Graph Q-Learning for Combinatorial Optimization
This work addresses combinatorial optimization, a challenging domain in computer science, by introducing a machine learning-based approach that is more efficient than traditional methods.
The paper tackles combinatorial optimization problems by formulating them as sequential decision-making tasks and using graph neural networks trained with Q-learning to learn policies that build candidate solutions, achieving performance close to state-of-the-art heuristic solvers with fewer parameters and less training time.

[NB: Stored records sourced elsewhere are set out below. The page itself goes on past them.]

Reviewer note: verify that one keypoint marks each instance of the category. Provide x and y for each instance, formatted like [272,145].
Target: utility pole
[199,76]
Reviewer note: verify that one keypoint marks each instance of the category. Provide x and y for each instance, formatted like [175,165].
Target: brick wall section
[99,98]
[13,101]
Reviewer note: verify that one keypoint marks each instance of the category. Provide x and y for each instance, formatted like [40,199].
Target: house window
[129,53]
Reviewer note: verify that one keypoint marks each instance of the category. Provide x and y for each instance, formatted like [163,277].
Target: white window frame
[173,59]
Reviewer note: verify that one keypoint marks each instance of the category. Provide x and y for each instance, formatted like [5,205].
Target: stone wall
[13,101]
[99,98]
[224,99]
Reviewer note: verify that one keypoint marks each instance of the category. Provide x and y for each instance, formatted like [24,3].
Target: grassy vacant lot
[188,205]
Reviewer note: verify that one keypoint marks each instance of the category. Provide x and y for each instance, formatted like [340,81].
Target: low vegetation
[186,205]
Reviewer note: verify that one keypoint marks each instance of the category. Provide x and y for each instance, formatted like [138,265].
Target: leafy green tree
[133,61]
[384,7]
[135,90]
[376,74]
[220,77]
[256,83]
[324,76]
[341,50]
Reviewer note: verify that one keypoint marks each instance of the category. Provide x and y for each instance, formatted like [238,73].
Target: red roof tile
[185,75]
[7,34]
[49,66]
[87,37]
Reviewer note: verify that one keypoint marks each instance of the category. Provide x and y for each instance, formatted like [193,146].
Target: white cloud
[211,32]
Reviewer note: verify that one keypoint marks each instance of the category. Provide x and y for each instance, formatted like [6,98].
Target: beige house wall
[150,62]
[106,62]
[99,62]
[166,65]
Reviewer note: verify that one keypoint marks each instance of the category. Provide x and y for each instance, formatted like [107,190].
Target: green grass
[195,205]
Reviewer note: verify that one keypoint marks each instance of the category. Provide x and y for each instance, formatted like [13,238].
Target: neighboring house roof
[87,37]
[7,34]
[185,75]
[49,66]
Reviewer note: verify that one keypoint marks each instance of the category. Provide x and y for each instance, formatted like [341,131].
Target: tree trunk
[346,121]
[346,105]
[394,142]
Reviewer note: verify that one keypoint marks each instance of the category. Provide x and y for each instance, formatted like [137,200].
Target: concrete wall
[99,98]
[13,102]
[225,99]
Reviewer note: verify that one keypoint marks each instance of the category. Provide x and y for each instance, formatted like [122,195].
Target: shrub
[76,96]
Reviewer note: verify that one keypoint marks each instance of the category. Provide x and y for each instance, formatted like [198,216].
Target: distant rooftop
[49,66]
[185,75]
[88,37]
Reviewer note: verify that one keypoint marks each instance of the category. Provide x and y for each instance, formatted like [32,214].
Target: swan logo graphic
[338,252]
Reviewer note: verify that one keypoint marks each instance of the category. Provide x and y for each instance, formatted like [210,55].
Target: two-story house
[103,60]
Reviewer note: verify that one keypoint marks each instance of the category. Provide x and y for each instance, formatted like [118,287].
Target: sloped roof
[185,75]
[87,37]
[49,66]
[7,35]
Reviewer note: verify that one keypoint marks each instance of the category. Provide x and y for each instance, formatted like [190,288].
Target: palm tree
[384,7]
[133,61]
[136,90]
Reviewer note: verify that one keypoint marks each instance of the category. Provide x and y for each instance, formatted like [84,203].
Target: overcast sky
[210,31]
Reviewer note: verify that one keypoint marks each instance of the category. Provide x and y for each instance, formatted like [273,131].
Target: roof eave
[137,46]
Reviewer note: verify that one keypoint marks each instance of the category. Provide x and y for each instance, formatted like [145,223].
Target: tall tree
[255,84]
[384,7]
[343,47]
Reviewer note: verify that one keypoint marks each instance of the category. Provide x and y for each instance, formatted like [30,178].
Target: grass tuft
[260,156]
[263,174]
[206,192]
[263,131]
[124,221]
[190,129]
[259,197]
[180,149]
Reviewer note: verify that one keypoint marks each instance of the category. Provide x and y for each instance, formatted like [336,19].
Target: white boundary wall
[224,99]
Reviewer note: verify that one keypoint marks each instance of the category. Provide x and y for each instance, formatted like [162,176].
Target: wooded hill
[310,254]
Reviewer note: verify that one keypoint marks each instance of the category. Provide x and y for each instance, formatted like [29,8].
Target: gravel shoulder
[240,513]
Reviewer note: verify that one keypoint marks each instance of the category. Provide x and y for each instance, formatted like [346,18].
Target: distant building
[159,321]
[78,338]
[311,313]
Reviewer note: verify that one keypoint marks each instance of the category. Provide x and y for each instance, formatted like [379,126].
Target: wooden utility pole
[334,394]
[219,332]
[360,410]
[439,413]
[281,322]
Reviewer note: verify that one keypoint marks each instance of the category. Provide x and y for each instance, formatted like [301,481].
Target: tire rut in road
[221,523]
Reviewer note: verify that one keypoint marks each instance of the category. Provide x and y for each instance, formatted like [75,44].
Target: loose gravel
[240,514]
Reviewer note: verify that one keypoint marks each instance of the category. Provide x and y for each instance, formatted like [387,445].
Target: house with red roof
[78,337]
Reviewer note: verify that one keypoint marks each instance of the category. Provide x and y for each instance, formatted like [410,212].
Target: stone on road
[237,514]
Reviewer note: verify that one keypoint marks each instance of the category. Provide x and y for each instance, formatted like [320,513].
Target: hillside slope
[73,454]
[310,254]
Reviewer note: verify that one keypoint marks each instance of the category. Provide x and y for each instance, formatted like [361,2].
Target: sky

Graph-structured data is ubiquitous throughout natural and social sciences, and Graph Neural Networks (GNNs) have recently been shown to be effective at solving prediction and inference problems on graph data. In this paper, we propose and demonstrate that GNNs can be applied to solve Combinatorial Optimization (CO) problems. CO concerns optimizing a function over a discrete solution space that is often intractably large. To learn to solve CO problems, we formulate the optimization process as a sequential decision making problem, where the return is related to how close the candidate solution is to optimality. We use a GNN to learn a policy to iteratively build increasingly promising candidate solutions. We present preliminary evidence that GNNs trained through Q-Learning can solve CO problems with performance approaching state-of-the-art heuristic-based solvers, using only a fraction of the parameters and training time.